Senate Majority PAC has reserved another $1.1 million for TV and radio ads supporting Democratic Sen. Catherine Cortez Masto.
NORTH CAROLINA U.S. SENATOR. “Those concerned that national Democrats aren’t doing enough to support Senate candidate Cheri Beasley in North Carolina take note: Her campaign will get another big jolt of dollars from party leaders,” WGHP reports.
“In the same week that Senate Majority Leader Chuck Schumer’s political action committee launched a $4 million television ad campaign to address Republican Ted Budd’s position on abortion rights, the PAC announced it will spend another $4 million in TV ads during the final two weeks leading up to the Election on Nov. 8.”
WASHINGTON U.S. SENATOR. The Republican-affiliated Evergreen Principle PAC has reserved an additional $1.9 million to boost Republican Tiffany Smiley.
OHIO U.S. SENATOR. “Democrats across Ohio are pleading for help in the state’s Senate contest, afraid they may lose a winnable election unless national party leaders make major investments in the coming days,” the AP reports.

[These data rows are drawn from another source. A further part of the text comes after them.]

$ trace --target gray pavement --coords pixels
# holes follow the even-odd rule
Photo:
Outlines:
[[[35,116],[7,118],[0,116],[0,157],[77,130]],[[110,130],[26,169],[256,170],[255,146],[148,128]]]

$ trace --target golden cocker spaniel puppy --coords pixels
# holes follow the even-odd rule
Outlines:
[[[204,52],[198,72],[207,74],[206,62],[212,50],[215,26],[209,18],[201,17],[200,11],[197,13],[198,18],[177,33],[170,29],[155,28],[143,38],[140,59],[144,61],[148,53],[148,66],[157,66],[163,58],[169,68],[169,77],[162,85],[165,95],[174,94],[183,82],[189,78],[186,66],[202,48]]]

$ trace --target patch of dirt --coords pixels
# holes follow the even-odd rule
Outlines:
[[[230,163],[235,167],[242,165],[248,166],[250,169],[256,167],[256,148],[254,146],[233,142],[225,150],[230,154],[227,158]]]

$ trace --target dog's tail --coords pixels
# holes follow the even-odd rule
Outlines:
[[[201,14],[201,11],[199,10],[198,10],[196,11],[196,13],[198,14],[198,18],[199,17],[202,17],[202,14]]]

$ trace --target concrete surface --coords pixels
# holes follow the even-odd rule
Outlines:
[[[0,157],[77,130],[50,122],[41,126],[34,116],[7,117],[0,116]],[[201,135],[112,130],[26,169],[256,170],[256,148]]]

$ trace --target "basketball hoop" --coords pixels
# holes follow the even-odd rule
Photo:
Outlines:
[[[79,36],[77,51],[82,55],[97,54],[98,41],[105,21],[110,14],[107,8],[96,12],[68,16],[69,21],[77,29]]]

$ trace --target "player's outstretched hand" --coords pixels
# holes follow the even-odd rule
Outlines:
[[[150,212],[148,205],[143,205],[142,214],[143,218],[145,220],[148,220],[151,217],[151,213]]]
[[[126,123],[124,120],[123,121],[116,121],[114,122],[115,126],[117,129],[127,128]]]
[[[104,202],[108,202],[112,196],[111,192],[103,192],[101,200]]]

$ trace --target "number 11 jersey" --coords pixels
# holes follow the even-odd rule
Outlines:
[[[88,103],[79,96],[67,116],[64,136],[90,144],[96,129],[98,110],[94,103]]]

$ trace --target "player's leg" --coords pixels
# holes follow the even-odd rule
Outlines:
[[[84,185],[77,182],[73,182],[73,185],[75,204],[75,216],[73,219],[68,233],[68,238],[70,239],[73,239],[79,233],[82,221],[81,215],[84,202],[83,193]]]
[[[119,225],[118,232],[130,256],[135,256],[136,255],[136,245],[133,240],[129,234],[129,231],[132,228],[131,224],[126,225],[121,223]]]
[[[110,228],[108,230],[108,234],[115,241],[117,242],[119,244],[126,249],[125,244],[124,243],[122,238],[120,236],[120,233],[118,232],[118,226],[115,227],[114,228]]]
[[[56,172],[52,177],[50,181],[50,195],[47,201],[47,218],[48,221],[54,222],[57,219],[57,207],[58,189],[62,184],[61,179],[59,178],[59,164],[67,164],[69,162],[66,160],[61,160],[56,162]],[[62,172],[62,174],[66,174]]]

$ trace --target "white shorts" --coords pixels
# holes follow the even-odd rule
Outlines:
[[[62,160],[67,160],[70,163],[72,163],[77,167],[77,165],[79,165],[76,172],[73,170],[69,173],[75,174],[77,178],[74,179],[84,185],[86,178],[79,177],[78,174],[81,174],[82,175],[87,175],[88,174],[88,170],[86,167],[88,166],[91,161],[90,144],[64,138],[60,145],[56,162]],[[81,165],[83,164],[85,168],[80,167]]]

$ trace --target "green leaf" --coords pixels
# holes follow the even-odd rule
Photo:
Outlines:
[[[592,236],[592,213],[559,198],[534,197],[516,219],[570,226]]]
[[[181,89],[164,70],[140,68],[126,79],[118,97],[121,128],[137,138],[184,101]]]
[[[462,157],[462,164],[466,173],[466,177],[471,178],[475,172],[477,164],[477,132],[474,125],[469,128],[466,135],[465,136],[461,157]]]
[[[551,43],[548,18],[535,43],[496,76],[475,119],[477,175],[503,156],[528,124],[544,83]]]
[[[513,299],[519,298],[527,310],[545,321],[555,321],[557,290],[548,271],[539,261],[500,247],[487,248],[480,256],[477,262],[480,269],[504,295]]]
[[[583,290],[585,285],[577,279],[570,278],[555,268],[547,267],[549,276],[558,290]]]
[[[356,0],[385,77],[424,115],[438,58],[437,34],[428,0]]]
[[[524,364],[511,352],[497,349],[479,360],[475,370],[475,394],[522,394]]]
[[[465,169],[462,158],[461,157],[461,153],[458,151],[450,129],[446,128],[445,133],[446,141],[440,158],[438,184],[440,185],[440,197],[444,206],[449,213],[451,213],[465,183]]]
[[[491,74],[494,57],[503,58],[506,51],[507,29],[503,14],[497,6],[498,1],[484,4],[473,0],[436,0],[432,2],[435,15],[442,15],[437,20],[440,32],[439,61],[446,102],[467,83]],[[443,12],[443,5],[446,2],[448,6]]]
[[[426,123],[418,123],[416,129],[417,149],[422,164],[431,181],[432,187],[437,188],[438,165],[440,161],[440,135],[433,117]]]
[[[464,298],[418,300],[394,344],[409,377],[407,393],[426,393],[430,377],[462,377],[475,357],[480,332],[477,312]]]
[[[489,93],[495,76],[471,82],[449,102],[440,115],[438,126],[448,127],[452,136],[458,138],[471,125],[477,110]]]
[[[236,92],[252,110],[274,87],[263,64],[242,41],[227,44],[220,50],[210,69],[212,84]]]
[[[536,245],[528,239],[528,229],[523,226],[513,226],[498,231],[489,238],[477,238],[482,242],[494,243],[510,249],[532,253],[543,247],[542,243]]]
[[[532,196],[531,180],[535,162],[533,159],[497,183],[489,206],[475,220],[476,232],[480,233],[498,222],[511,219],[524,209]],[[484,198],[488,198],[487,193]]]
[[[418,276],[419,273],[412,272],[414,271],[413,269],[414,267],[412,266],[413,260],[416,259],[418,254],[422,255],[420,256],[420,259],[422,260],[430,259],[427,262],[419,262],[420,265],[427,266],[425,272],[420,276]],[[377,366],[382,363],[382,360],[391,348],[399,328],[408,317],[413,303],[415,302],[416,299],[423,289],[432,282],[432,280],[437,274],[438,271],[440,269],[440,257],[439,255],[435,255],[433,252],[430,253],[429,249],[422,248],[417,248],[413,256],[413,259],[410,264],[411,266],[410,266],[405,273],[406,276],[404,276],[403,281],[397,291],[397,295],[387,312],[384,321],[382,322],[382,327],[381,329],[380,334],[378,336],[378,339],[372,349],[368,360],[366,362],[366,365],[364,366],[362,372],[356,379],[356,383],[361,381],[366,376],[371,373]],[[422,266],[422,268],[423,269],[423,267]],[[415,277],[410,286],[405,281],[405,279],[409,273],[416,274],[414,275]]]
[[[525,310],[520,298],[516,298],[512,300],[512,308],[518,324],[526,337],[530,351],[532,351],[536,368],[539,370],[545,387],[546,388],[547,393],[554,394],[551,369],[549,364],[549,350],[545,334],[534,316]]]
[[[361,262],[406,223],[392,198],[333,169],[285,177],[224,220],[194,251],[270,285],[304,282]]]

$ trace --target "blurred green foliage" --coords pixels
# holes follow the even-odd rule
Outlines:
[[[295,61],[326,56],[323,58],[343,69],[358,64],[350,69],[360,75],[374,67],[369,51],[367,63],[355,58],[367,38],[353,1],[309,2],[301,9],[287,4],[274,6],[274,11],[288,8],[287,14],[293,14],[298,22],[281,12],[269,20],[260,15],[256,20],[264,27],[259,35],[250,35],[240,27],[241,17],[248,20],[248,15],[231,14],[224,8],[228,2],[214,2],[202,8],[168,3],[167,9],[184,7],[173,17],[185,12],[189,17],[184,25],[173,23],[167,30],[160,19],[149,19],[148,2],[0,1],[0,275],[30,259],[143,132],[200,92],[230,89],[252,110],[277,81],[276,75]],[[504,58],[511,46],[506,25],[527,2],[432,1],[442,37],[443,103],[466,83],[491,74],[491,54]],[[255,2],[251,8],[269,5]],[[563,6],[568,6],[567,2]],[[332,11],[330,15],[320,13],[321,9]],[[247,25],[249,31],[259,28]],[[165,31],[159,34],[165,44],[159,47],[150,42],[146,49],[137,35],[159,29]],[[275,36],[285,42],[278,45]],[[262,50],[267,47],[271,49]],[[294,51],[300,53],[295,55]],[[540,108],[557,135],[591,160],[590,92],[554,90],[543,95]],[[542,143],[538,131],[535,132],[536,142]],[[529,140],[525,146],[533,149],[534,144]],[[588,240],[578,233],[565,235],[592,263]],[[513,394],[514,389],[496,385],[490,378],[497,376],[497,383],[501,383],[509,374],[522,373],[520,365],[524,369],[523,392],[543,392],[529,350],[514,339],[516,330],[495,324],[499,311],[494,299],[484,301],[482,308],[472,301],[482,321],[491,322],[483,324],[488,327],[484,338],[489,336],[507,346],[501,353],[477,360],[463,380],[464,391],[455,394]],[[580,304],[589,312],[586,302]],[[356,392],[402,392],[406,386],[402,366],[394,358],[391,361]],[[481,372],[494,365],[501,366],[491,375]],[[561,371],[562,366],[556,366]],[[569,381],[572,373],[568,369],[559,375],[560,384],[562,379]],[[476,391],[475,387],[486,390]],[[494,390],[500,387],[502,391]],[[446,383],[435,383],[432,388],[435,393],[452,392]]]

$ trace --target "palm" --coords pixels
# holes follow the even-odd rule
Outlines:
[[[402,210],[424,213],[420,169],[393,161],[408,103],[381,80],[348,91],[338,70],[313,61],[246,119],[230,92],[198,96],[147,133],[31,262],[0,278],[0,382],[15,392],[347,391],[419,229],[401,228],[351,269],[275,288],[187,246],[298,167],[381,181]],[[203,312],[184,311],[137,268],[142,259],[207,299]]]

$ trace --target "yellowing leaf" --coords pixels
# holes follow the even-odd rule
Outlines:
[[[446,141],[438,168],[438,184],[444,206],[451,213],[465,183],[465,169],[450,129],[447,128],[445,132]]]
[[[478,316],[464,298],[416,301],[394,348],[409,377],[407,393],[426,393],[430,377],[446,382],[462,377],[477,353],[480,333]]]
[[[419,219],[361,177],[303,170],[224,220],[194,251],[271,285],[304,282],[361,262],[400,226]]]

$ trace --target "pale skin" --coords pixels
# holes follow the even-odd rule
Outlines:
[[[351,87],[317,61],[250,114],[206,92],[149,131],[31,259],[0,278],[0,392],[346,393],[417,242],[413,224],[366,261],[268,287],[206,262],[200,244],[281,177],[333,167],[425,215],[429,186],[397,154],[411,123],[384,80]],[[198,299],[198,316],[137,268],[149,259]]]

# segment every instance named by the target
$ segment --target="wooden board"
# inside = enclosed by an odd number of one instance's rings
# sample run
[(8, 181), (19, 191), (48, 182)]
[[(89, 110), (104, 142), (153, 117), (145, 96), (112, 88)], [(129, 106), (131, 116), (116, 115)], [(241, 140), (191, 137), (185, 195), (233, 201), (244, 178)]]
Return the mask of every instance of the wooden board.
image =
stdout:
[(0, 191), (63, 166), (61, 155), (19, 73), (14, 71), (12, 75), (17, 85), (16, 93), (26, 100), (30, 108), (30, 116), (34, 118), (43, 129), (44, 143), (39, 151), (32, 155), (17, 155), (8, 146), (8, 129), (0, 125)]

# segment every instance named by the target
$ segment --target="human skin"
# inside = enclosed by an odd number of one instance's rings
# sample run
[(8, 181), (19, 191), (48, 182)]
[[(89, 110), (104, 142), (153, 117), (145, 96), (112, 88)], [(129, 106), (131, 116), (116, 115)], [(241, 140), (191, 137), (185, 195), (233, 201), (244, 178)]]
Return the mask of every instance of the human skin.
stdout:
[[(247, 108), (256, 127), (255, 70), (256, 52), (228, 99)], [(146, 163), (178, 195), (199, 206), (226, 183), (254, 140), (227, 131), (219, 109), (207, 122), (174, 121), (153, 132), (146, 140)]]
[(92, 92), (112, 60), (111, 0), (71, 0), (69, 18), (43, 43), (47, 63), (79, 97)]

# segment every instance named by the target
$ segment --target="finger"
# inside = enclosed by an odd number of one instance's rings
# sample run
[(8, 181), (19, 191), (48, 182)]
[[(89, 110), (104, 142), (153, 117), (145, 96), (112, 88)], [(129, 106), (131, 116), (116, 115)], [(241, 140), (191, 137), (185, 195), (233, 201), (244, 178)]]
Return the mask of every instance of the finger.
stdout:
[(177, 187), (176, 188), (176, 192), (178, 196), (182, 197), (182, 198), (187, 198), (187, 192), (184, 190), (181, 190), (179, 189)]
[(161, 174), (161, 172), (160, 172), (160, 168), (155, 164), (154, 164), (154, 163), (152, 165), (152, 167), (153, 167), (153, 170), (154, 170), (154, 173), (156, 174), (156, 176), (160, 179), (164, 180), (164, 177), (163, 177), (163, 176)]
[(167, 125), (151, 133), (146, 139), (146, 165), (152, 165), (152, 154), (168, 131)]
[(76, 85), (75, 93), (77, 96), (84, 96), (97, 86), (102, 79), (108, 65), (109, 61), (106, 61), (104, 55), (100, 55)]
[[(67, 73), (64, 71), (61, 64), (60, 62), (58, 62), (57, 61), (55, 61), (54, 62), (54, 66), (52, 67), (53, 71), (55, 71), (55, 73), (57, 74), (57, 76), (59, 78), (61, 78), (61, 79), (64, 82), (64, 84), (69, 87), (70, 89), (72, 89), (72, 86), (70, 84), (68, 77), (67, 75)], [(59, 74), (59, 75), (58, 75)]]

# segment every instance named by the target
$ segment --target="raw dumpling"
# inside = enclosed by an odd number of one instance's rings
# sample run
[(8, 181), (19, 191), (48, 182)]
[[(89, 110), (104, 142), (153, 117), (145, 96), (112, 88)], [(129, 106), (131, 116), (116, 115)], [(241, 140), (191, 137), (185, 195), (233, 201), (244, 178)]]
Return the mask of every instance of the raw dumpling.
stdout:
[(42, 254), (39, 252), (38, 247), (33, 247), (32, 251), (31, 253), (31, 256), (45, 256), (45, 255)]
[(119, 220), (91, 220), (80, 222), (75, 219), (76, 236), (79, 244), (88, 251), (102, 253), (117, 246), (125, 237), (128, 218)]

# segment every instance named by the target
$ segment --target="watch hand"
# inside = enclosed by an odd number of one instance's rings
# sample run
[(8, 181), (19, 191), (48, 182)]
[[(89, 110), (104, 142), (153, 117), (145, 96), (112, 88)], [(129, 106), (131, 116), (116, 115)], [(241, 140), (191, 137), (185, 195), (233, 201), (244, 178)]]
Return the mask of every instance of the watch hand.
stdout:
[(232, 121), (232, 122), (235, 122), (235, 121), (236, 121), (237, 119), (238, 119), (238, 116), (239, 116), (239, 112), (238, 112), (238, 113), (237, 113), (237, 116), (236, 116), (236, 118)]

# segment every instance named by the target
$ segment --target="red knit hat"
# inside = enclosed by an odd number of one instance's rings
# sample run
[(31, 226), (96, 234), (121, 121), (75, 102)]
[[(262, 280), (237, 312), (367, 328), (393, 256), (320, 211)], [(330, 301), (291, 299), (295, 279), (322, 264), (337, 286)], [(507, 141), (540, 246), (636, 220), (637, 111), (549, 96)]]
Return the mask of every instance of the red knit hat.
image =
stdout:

“So far, the most powerful groups in Democratic politics have prioritized Senate pickup opportunities in North Carolina, Wisconsin and Pennsylvania over Ohio, once a perennial swing state that veered right in the Trump era. But on the eve of the 2022 midterms, some public polls suggest Ohio is as competitive as the other swing states, leaving many Democrats here wondering why their party isn’t backing Senate contender Tim Ryan more forcefully.”
BuzzFeed News: “On Wednesday morning, Sandy Gilson noticed four political signs, including one supporting Senate candidate John Fetterman, missing from her front lawn — the second time in two weeks this had happened. When Gilson, a longtime resident of Tredyffrin Township, an affluent Philadelphia suburb where she serves as a committee member for her precinct, drove around her neighborhood, she noticed more signs — all supporting Democrats ahead of next month’s midterm elections — gone too.”
“But when she decided to file a report with the local police department, the cops already knew where her signs would be — in a large commercial dumpster behind a strip mall in the area. How? Because someone had put an Apple AirTag on one of the signs.”